Roger Waters bei seinem Auftritt im Zürcher Hallenstadion am Montagabend. (KEYSTONE/Walter Bieri)

Und einen kleinen Penis hat er natürlich auch noch. Donald Trump wird während «Pigs» auf derart viele Art verunglimpft, dass die Kritik hohl wird. Trump als Nazi, Trump als Ku-Klux-Klan-Member, Trump als Molch. Roger Waters hat ganz offensichtlich eine Aversion gegen den amerikanischen Präsidenten. Damit ist er ja auch nicht alleine, aber wäre es für den Narzissten Trump nicht die viel grössere Strafe, man würde ihn einfach ignorieren? Seis drum. Waters wählt den plakativen Weg. Da steht gar noch in Übergrösse «Trump ist ein Schwein». Kurz zuvor war ein Demonstrant eingeblendet, der ein Schild hochhält, auf dem steht, dass er «Liebe gegen Trumps Hass» wähle. Waters will den Hass mit Hass löschen. Das funktioniert selten und führt im schlechteren Fall noch zu mehr Hass.

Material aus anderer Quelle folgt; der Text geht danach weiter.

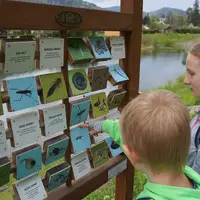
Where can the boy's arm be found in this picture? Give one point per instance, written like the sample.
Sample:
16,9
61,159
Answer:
109,126
196,163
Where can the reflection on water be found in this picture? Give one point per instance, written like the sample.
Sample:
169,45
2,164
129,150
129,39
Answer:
160,68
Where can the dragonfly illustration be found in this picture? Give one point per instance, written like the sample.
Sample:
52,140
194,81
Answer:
24,92
54,86
80,113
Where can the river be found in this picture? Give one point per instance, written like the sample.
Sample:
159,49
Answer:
159,69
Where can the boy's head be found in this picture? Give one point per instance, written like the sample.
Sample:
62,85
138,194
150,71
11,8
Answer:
156,132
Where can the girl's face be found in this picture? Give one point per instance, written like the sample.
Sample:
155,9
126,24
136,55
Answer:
192,78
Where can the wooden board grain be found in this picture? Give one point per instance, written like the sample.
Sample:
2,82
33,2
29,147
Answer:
44,18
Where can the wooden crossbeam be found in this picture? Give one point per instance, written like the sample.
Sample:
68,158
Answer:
32,16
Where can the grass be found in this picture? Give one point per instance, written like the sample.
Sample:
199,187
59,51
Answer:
171,40
181,90
107,191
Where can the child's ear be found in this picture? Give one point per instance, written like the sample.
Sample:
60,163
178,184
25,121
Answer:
131,154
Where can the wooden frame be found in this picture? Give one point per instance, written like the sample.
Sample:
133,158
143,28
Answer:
128,22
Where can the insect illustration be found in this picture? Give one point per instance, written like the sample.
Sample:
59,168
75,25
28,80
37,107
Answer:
79,81
100,48
60,178
80,113
54,86
114,145
100,154
97,103
117,71
57,151
102,79
103,106
29,163
79,137
4,173
77,48
26,92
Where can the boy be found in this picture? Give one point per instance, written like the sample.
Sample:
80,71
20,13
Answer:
155,129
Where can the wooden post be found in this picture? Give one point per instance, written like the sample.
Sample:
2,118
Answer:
131,65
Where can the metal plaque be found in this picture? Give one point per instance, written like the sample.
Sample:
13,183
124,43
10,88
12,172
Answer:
51,53
116,170
3,141
26,129
68,18
80,164
19,57
31,188
54,119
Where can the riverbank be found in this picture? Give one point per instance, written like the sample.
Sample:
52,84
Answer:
182,91
173,41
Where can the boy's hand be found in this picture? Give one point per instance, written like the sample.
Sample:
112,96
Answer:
91,131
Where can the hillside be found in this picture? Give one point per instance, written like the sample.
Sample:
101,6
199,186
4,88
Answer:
157,13
73,3
165,11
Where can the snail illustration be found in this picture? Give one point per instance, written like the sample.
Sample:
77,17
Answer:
114,145
30,163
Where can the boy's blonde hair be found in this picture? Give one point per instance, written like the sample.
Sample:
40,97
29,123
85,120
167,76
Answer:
156,125
195,49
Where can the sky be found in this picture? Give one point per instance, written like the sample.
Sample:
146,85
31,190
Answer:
149,5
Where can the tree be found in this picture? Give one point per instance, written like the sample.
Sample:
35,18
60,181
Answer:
146,19
189,15
195,18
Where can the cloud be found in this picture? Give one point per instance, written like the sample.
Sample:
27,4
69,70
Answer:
105,3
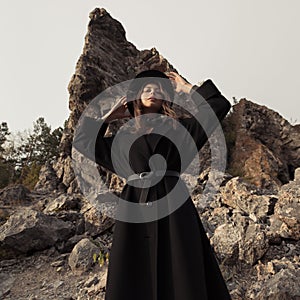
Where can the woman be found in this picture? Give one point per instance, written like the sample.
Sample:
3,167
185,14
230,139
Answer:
167,258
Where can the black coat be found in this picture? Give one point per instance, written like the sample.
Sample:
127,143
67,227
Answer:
169,258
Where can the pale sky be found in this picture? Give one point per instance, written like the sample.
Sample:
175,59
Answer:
250,48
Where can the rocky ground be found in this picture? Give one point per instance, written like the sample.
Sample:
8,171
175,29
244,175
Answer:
56,246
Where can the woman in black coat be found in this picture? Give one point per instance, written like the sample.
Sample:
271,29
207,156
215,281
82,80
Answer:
161,251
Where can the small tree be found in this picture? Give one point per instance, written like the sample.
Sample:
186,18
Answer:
6,168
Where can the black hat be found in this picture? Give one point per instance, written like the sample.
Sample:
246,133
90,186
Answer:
146,77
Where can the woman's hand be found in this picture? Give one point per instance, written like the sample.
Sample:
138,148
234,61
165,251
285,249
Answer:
181,85
118,111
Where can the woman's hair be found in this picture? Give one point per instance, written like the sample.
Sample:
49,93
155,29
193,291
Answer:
166,107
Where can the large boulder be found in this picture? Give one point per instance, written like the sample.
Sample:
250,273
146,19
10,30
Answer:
28,230
263,146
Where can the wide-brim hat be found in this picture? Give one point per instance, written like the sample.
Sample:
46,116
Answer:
141,79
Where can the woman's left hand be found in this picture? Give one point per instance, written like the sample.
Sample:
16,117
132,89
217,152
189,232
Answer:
181,85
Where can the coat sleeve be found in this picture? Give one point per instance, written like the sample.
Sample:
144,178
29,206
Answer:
90,141
212,107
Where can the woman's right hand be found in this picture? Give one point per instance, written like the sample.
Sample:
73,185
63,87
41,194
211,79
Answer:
118,111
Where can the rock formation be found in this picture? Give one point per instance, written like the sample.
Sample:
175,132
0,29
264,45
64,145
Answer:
52,240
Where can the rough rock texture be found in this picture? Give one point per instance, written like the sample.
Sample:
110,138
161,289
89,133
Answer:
81,257
263,146
252,221
14,195
107,59
27,231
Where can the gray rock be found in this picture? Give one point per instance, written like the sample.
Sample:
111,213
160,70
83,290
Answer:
81,257
246,197
243,240
287,209
27,231
278,280
13,195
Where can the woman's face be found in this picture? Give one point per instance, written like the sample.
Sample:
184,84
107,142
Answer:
151,98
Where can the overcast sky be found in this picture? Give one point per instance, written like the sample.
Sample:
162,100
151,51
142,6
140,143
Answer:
250,48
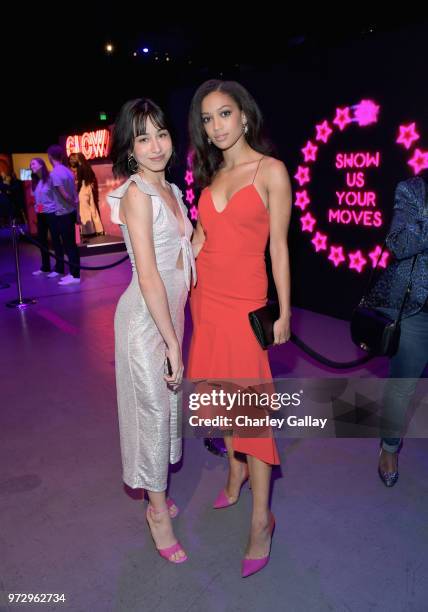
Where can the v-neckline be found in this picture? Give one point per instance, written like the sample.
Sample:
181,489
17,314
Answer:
220,212
166,205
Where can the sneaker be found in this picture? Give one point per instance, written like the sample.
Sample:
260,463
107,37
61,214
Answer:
68,280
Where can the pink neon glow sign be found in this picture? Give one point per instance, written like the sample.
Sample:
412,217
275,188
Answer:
92,144
354,203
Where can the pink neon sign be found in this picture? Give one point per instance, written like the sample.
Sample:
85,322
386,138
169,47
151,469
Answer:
355,204
91,144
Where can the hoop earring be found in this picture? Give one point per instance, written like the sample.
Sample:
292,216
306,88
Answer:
132,164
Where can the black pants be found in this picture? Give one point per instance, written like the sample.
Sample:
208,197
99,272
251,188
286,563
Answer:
47,222
65,227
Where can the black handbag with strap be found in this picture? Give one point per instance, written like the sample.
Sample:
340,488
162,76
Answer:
375,332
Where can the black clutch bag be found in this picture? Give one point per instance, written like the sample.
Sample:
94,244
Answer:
375,332
262,320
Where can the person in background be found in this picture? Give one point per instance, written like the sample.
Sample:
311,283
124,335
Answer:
66,214
45,205
407,241
86,184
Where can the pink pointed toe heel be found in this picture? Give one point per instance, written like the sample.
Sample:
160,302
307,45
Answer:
173,509
167,552
222,501
252,566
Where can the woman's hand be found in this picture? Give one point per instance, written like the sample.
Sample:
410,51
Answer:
174,356
281,330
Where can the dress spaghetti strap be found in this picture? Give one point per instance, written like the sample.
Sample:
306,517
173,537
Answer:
257,169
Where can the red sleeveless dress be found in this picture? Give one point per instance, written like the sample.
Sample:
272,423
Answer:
232,281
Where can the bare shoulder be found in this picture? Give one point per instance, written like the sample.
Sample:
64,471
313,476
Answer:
134,196
275,172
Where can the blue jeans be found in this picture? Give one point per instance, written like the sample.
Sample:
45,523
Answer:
407,364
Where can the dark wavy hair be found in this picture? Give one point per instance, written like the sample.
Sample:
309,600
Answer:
130,123
207,158
35,178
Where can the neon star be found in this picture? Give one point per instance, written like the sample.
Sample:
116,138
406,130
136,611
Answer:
190,196
374,256
190,158
302,175
342,117
302,199
366,112
336,255
419,161
189,177
408,134
310,151
308,222
320,242
323,131
357,261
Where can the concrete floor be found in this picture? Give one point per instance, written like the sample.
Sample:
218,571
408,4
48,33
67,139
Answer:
343,541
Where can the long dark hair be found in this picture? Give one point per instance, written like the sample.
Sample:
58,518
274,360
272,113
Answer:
207,158
130,123
35,178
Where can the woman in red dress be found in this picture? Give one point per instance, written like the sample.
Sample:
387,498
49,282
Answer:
246,200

Roger Waters, mittlerweile 74 Jahre alt, ist auf seiner letzten Tournee und will offensichtlich noch ein paar Sachen loswerden. Eben das mit Trump zum Beispiel. Und am Schluss – allerdings ziemlich hassfrei – auch ein paar Sachen zum Thema Palästina. Der Rahmen für dieses Abladen ist seine «Us And Them»-Tour. Ein mit am Montagabend gerade einmal vier eigenen Songs (allesamt aus dem aktuellen Album) unterfütterten Pink-Floyd-Best-Of. Zusammen mit sehr guter, zehnköpfiger Band (warum zur Hölle tragen die Backgroundsängerinnen Glitzerkleidchen und blonde Perücken?) ackern sie sich recht werkgetreu durch das von Waters geprägte Pink-Floyd-Repertoire.

Musikalisch ist das immer noch sehr beeindruckend. Das ist präzis, kraftvoll und klingt im fast ausverkauften Hallenstadion sensationell. Rundum-Effekte sei Dank. Plötzlich flüstert es aus einem anderen Ecken, oder es grunzt, oder schiesst. Waters bleibt auch auf seiner letzten Tour der Konzeptdenker. Für «Another Brick in The Wall» stampft eine Zürcher Schulklasse in IS-Gefangenenuniformen auf die Bühne, singt die Zeilen mit und entledigt sich anschliessend des orangenen Kostüms. «Resist» steht auf den schwarzen Shirts drunter. Widerstand! Dazu folgen sie den Bewegungen von Vortänzerinnen.

Noch mehr Leinwände

So entlässt Waters auch in die Pause. Zwanzig Minuten. Genug Zeit für ein Cüpli und eine Wurst. Drin erklärt er via Leinwand, wem wir alles zu widerstehen haben. Trump zum Beispiel. Oder Mark Zuckerberg – das gibt bestimmt ein gutes Foto für Facebook. Nach der Pause erscheint dann am Stadiondach wuchtig gross die Battersea Power Station, die auch das Cover von «Animals» ziert. Und es entwickelt sich ein regelrechtes Multimedia-Spektakel. Es sind nun noch mehr Leinwände auf denen etwas passiert und nicht mehr nur auf dem übergrossen Screen hinter der Band. Gleichzeitig flacht aber erstmals der musikalische Druck ab. Vielleicht fehlt auch einfach der Fokus des Betrachters. Es ist schlicht und einfach zu viel, was einem da serviert wird. Schade, es ist mehr eine Überforderung als ein Gewinn. Erst im zweiten Teil des pathetisch recht überladenen zweiten Sets zieht der Druck wieder an. «Us and Them» super, «Brain Damage» grandios, «Eclipse» berührend.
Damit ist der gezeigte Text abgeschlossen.